4. The two-way communication aspect of social media allows companies to remain transparent, quickly respond to positive or negative feedback, and get an understanding of what their audience wants (what could go wrong?!). American bank JPMorgan knows exactly what could go wrong. Months after causing a national housing crisis in the United States (huge deal. You should be under a rock at this point JP), JPMorgan Vice-Chairman Jimmy Lee encouraged users to ask him questions using #AskJPM. Given their very recent legal issues, it probably wasn’t the best time (it definitely wasn’t the best time). The hashtag was spread widely, which normally would be a good thing, however Jimmy Lee was not prepared to answer questions about ethics, illegal corporate practices, and poor business strategies.
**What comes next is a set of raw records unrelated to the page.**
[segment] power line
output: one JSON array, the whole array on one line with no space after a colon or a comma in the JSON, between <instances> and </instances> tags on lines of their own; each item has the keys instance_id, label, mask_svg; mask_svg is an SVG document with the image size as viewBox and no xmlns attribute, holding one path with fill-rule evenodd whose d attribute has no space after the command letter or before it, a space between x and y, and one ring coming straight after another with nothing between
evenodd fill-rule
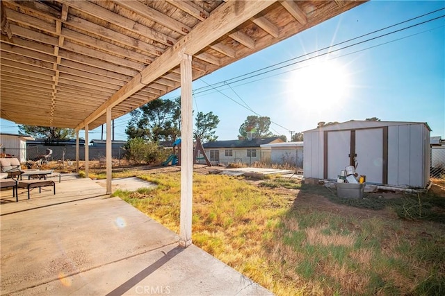
<instances>
[{"instance_id":1,"label":"power line","mask_svg":"<svg viewBox=\"0 0 445 296\"><path fill-rule=\"evenodd\" d=\"M381 46L382 45L385 45L385 44L389 44L389 43L395 42L396 41L400 41L400 40L402 40L403 39L409 38L409 37L412 37L412 36L415 36L415 35L417 35L423 34L423 33L424 33L426 32L428 32L428 31L430 31L432 30L436 30L436 29L439 28L444 28L444 26L445 26L445 25L439 26L438 27L435 27L435 28L430 28L430 29L428 29L428 30L426 30L426 31L422 31L422 32L416 33L415 34L412 34L412 35L407 35L407 36L404 36L404 37L400 37L400 38L398 38L398 39L395 39L395 40L393 40L387 41L386 42L383 42L383 43L380 43L379 44L373 45L372 46L366 47L365 49L359 49L359 50L355 51L353 51L353 52L350 52L350 53L345 53L345 54L341 55L337 55L337 56L336 56L334 58L331 58L327 59L326 60L336 60L336 59L338 59L338 58L343 58L343 57L346 57L346 56L348 56L348 55L352 55L352 54L354 54L354 53L359 53L359 52L362 52L362 51L366 51L368 49L374 49L375 47ZM289 64L289 66L292 66L293 64ZM245 85L248 85L248 84L250 84L250 83L256 82L258 82L258 81L260 81L260 80L263 80L264 79L268 79L268 78L272 78L272 77L278 76L280 75L285 74L286 73L292 72L293 71L300 70L300 69L306 68L307 67L309 67L309 66L307 65L307 66L298 67L298 68L291 69L290 70L284 71L283 72L277 73L276 74L273 74L273 75L270 75L268 76L262 77L261 78L256 79L254 80L250 80L250 81L248 81L248 82L244 82L244 83L240 83L238 85L236 85L235 87L239 87L239 86ZM236 82L238 82L238 81L234 81L233 82L227 83L227 86L229 85L230 84L235 83ZM225 89L223 89L222 90L225 90ZM213 92L207 92L207 94L213 94ZM205 96L207 94L202 94L201 96Z\"/></svg>"},{"instance_id":2,"label":"power line","mask_svg":"<svg viewBox=\"0 0 445 296\"><path fill-rule=\"evenodd\" d=\"M207 83L207 82L206 82L205 81L204 81L204 80L202 80L202 78L200 78L200 80L201 81L202 81L203 82L204 82L205 84L207 84L207 85L210 85L209 83ZM249 111L250 111L250 112L253 112L254 114L255 114L258 115L259 116L262 116L262 115L261 115L261 114L259 114L259 113L257 113L257 112L254 112L254 110L252 110L251 108L250 108L250 107L246 107L246 106L244 106L243 105L241 105L241 103L238 103L237 101L236 101L235 100L234 100L233 98L232 98L231 97L229 97L229 96L227 96L227 94L224 94L224 93L222 93L222 92L220 92L220 90L219 90L219 89L218 89L215 88L215 90L216 90L216 92L219 92L220 94L221 94L222 96L225 96L226 98L227 98L228 99L229 99L230 101L232 101L235 102L236 103L237 103L238 105L240 105L240 106L241 106L242 107L243 107L243 108L245 108L245 109L247 109L248 110L249 110ZM278 123L277 123L276 122L274 122L274 121L270 121L270 123L273 123L273 124L275 124L275 125L278 125L279 127L282 128L284 128L284 130L290 130L289 128L284 128L283 125L280 125L280 124L278 124ZM275 132L276 132L276 131L275 131Z\"/></svg>"}]
</instances>

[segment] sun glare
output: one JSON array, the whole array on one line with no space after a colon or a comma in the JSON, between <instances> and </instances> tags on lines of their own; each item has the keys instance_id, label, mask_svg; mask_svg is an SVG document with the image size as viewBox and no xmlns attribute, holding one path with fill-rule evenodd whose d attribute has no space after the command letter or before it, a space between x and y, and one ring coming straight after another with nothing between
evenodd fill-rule
<instances>
[{"instance_id":1,"label":"sun glare","mask_svg":"<svg viewBox=\"0 0 445 296\"><path fill-rule=\"evenodd\" d=\"M292 72L288 99L307 111L326 110L345 103L349 86L345 66L332 60L320 62Z\"/></svg>"}]
</instances>

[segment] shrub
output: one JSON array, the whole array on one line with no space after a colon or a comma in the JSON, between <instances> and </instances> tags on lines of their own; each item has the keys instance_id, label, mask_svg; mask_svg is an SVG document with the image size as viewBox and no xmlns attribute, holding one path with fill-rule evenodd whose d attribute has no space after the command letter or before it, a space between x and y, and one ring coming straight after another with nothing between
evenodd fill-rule
<instances>
[{"instance_id":1,"label":"shrub","mask_svg":"<svg viewBox=\"0 0 445 296\"><path fill-rule=\"evenodd\" d=\"M131 139L128 141L127 146L127 159L137 164L143 162L157 164L162 162L166 155L157 143L149 142L142 138Z\"/></svg>"}]
</instances>

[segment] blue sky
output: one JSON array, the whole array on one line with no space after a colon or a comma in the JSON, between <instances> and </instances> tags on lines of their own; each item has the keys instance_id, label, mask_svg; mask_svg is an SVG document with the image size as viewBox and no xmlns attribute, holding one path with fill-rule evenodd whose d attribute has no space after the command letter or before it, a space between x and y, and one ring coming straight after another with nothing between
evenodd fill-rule
<instances>
[{"instance_id":1,"label":"blue sky","mask_svg":"<svg viewBox=\"0 0 445 296\"><path fill-rule=\"evenodd\" d=\"M270 131L288 139L290 131L315 128L319 121L374 116L426 122L431 136L445 139L445 9L347 42L444 8L443 1L362 4L195 81L194 109L219 116L220 140L236 139L249 115L269 116ZM233 79L291 59L280 66L297 63ZM129 119L115 119L116 139L127 139ZM17 131L10 121L1 125L2 132ZM90 139L100 138L100 128L90 131Z\"/></svg>"}]
</instances>

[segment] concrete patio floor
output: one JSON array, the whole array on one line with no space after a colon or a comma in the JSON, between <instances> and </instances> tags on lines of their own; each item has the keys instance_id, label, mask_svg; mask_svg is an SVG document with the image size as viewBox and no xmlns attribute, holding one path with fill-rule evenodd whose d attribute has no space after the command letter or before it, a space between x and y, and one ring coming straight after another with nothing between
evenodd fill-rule
<instances>
[{"instance_id":1,"label":"concrete patio floor","mask_svg":"<svg viewBox=\"0 0 445 296\"><path fill-rule=\"evenodd\" d=\"M272 295L94 181L62 180L56 195L1 191L1 295Z\"/></svg>"}]
</instances>

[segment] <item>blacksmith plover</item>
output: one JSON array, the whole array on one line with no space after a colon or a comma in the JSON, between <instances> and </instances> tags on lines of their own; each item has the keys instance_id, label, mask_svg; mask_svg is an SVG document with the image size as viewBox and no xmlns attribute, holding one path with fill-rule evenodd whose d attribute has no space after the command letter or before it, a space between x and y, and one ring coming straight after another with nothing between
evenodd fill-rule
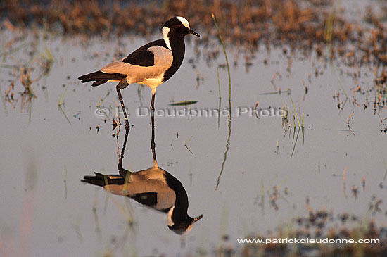
<instances>
[{"instance_id":1,"label":"blacksmith plover","mask_svg":"<svg viewBox=\"0 0 387 257\"><path fill-rule=\"evenodd\" d=\"M146 85L152 89L151 111L154 111L156 88L176 73L184 57L186 35L200 35L191 30L189 23L183 17L168 20L163 27L163 39L150 42L134 51L126 58L108 64L100 70L78 77L82 82L94 81L92 86L119 81L116 86L118 98L125 118L125 127L129 121L120 90L129 84Z\"/></svg>"},{"instance_id":2,"label":"blacksmith plover","mask_svg":"<svg viewBox=\"0 0 387 257\"><path fill-rule=\"evenodd\" d=\"M119 165L120 167L120 165ZM196 218L188 213L188 195L180 181L159 168L156 160L146 170L129 172L121 167L119 175L84 176L82 182L100 186L117 195L130 197L156 211L167 213L168 227L179 234L189 233Z\"/></svg>"}]
</instances>

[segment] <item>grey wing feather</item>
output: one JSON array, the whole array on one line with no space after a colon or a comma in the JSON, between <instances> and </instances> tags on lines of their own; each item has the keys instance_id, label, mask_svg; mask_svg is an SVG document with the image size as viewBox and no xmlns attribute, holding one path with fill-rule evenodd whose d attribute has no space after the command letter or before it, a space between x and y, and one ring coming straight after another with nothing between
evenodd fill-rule
<instances>
[{"instance_id":1,"label":"grey wing feather","mask_svg":"<svg viewBox=\"0 0 387 257\"><path fill-rule=\"evenodd\" d=\"M154 54L153 66L139 66L125 63L122 60L109 63L101 71L105 73L120 73L128 77L130 83L141 82L146 79L160 76L165 72L173 62L172 51L165 47L153 46L148 49Z\"/></svg>"}]
</instances>

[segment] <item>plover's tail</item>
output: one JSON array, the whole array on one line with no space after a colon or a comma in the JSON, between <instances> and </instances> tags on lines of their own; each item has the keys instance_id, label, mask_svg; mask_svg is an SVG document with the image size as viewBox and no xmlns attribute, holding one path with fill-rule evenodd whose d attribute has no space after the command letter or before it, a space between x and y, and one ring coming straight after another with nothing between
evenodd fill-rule
<instances>
[{"instance_id":1,"label":"plover's tail","mask_svg":"<svg viewBox=\"0 0 387 257\"><path fill-rule=\"evenodd\" d=\"M94 81L91 86L96 87L108 81L120 81L125 77L125 75L120 73L105 73L99 70L80 76L78 80L81 80L82 83Z\"/></svg>"}]
</instances>

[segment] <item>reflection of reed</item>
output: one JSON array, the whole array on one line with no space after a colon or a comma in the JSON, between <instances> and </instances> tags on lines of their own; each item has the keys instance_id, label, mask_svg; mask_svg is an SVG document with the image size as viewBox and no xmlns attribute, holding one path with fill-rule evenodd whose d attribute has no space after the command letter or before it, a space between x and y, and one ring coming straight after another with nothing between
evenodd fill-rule
<instances>
[{"instance_id":1,"label":"reflection of reed","mask_svg":"<svg viewBox=\"0 0 387 257\"><path fill-rule=\"evenodd\" d=\"M222 177L222 174L223 173L223 170L224 170L224 163L226 163L226 160L227 159L227 153L229 152L229 149L230 139L231 139L231 100L229 100L229 108L230 108L230 115L229 117L229 125L227 126L229 128L229 135L227 136L227 140L226 141L226 151L224 151L224 158L223 158L223 162L222 163L220 173L219 173L219 176L217 177L217 182L216 184L215 190L217 190L219 183L220 182L220 177Z\"/></svg>"}]
</instances>

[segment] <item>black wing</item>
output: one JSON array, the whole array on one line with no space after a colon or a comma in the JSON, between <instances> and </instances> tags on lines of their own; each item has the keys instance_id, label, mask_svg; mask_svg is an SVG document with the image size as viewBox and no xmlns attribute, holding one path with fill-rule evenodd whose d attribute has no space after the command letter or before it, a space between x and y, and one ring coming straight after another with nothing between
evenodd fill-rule
<instances>
[{"instance_id":1,"label":"black wing","mask_svg":"<svg viewBox=\"0 0 387 257\"><path fill-rule=\"evenodd\" d=\"M153 53L147 49L154 46L167 47L164 39L153 41L139 48L127 56L122 61L137 66L153 66L155 65L155 56Z\"/></svg>"}]
</instances>

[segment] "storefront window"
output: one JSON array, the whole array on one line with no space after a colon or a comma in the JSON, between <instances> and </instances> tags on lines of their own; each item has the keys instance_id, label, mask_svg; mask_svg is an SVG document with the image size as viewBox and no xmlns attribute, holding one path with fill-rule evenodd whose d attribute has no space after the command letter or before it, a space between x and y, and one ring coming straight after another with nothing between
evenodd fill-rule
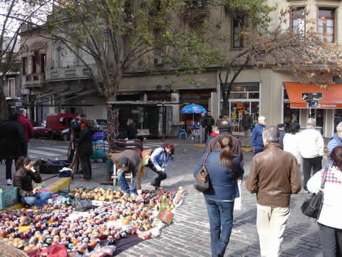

Timing is crucial. Know when it’s not the right time.
5. Even the biggest corporations can’t always navigate the absolute jungle that is that is social media, including McDonald’s. Beyond the fact that their locally sourced ads featuring farmers from whom they get their ingredients has been made into a million memes (“It ain’t much, but it’s honest work”), they completely missed the mark with their original campaign hashtag. In an effort to promote the quality of their products, McDonald’s created the hashtag #MeetTheFarmers, where they showcased their suppliers. It was going really well for the first while, until they changed the hashtag to #McDStories, in turn changing the narrative of the campaign entirely.The company was inundated with Tweets about food poisoning, fingernails in burgers, and projectile vomit. No thanks.
Consider all outcomes. Always consider all outcomes.
Hashtags don’t have to be scary. Do your research, know your audience, and be prepared for trolls – they’re everywhere.